Blair defensive over probe

Speaking in Brussels ahead of a Middle East tour, Mr Blair said that months or years of “ill feeling” between Britain and “a key partner and ally” would have developed if the investigation had been allowed to proceed.

“Our relationship with Saudi Arabia is vitally important for our country in terms of counter terrorism, in terms of the broader Middle East, in terms of helping in respect of Israel-Palestine,” Mr Blair told reporters.

Mr Blair, who also said concerns about possible job losses were a smaller factor, added that he took “full responsibility” for his advice about the case to Lord Peter Goldsmith, the attorney general.

Lord Goldsmith announced on Thursday that the Serious Fraud Office (SFO) had abandoned the probe, prompting charges that government was undermining Britain’s reputation for clean business practices by succumbing to Saudi pressure.

He said the SFO made the move after representations made both to him and the head of the SFO “concerning the need to safeguard national and international security.”

The SFO had been running an investigation into claims that BAE established a slush fund for some Saudi royal family members, which allegedly provided perks including luxury cars to keep them on board at BAE.

The fund was allegedly linked to an estimated £50 billion (A$124 billion) deal from the 1980s involving the supply and support of Tornado and Hawk jets as well as the construction of an airbase.

BAE earlier this year agreed to a £10 billion deal with Saudi Arabia for 72 Eurofighter jets, and the deal was reportedly under threat because of the SFO investigation.

Lord Goldsmith told BBC radio on Friday that he was “uncomfortable” about claims that he had bowed to pressure from Saudi Arabia, but said it made little sense to proceed with a case where there was a high risk of failing to prosecute it.

He said he had spent days going through the evidence with investigators and lawyers from the SFO. “There were some very big problems with this and my judgment was it wouldn’t succeed,” he said.

Lord Goldsmith also insisted that the government was “absolutely not relaxed” about corruption and Britain’s overseas reputation, adding that those issues “matter hugely”.

Eric Illsley, a Labour member of parliament on the Foreign Affairs Select Committee, said: “We appear to be giving businessmen carte blanche to do business with Saudi Arabia which may involve illegal payments or illegal inducements.”
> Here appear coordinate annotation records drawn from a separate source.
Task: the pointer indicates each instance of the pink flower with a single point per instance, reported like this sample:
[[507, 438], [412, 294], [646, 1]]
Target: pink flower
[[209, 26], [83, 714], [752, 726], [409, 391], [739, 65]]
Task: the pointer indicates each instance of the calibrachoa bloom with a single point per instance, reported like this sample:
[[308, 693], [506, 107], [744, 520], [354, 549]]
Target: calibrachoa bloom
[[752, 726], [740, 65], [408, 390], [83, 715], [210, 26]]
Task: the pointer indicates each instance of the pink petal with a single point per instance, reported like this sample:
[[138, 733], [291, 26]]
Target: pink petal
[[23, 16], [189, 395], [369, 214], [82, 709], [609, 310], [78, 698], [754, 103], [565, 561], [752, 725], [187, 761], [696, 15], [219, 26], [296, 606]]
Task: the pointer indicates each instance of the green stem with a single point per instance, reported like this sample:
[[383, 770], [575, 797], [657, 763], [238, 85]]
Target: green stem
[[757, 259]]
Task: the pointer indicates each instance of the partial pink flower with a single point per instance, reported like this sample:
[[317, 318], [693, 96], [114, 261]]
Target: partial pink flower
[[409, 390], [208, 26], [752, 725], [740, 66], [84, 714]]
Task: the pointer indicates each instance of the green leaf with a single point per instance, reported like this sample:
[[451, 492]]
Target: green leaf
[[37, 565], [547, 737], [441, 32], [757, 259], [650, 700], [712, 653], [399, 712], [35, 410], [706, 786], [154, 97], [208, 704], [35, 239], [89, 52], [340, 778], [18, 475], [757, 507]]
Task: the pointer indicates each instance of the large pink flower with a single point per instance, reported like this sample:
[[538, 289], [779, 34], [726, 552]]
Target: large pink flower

He said he would not go as far as accusing anybody of blackmail, but added: “We have been leaned on very heavily by the Saudis.”

Lord Clinton-Davis, a Labour former trade minister, added that he was “very disappointed” by the decision. “The really essential thing we have to bear in mind is what others think of our reputation,” he said.

Norman Lamb, a Liberal Democrat party executive, said: “This completely undermines the UK’s reputation on good governance” and exposes Britain to charges of hypocrisy when it lectures poor countries on good governance.